Tuesday, November 13, 2012

ABC's of Writing - (Q)uit Fixing Your Manuscript

Your story will never be perfect!

There, I said it! But before we just leave it at that, let me explain what I'm talking about here.

For many authors, there is this tendency to want to keep going over and over their manuscripts in an effort to make them better. They tweak and twist the stories. They add scenes, delete other scenes and wordsmith the story to death. The problem is that the constant tweaking simply results in a lack of forward movement with their writing careers.

Now, I know what many of you are saying. "But Scott! You tell us and so do all of the other agents and editors to send a project that is 100% ready to go! We have to constantly check these stories out or you will reject them!"

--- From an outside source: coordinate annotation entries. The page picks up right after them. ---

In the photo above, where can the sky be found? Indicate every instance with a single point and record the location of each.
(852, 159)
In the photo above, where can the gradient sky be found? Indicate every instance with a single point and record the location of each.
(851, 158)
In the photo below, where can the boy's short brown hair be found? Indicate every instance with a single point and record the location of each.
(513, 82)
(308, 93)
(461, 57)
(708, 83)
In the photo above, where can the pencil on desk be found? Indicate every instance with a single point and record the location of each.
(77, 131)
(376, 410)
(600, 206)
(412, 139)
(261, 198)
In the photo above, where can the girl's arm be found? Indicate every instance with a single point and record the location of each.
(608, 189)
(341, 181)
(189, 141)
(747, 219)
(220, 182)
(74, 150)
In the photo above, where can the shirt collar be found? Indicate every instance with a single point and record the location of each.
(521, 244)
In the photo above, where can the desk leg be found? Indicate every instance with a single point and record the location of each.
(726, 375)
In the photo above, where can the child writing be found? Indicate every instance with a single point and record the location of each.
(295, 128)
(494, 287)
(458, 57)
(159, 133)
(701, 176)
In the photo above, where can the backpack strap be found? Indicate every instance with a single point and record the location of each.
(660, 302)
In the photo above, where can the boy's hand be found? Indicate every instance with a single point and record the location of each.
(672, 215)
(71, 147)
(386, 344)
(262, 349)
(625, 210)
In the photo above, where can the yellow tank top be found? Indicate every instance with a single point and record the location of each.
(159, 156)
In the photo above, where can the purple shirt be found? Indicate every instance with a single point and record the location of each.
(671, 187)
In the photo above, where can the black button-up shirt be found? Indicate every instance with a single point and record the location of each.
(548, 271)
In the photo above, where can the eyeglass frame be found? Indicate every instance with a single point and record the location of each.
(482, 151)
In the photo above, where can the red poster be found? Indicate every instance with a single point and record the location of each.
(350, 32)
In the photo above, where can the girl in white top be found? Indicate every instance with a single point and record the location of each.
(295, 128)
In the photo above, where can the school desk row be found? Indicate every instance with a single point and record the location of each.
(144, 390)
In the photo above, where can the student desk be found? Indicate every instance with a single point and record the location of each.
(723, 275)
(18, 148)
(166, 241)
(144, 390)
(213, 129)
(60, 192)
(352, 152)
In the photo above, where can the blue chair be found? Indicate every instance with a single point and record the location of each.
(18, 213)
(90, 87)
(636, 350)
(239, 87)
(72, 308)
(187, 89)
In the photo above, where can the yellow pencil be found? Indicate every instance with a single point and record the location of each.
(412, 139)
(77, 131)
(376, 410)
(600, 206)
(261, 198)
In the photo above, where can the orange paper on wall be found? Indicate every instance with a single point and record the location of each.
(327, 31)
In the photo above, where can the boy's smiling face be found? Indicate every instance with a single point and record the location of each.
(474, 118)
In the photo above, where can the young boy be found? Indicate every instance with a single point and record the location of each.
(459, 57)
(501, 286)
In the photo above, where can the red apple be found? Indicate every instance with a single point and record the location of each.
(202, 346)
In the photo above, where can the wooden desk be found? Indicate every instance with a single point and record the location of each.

Unfortunatly, I think many of you are missing the message we are saying here. Yes, you need to have your story solid and ready to go. Yes, we want to see your best writing. But there is a point when you simply are over-working the story too much and the result is a story that isn't close to what you intended in your project.

I do think think, IMHO, that many authors do this because they are mentally not ready to make the jump to "professional writing." I have no problem with not taking the leap when you aren't ready. In fact, I encourage it! But, with that said, I do recommend not taking the time to keep tweaking that current work, but to move on to something new. Heck, you might have 20 stories done before you are ready to become that "professional writer." So what?

My grandfather was an artist and when he was teaching me to draw, the one thing he constantly stressed was to stop "tweaking the picture." There will be a point that you simply do too much too it and then the picture you wanted to create is ruined. The same goes for writing.

So, how do you know it is finished? When you read through the story and your gut tells you it is finished. If all you keep saying is, "but if I did this it could be better" you might be slipping into that dangerous zone of over editing. You have to ask yourself, is the scene or that chapter fine as it is. Yes, you could add something that would make it better, but we have to examine the current words. Is, what you have, solid and strong. If so, leave it. Keep that scene for later. Your editor or agent might want you to add it.

1 comment:

  1. This one really struck home for me. I'm on edit number six in my search for perfection. My OCD is kicking into overdrive in a very unhealthy way.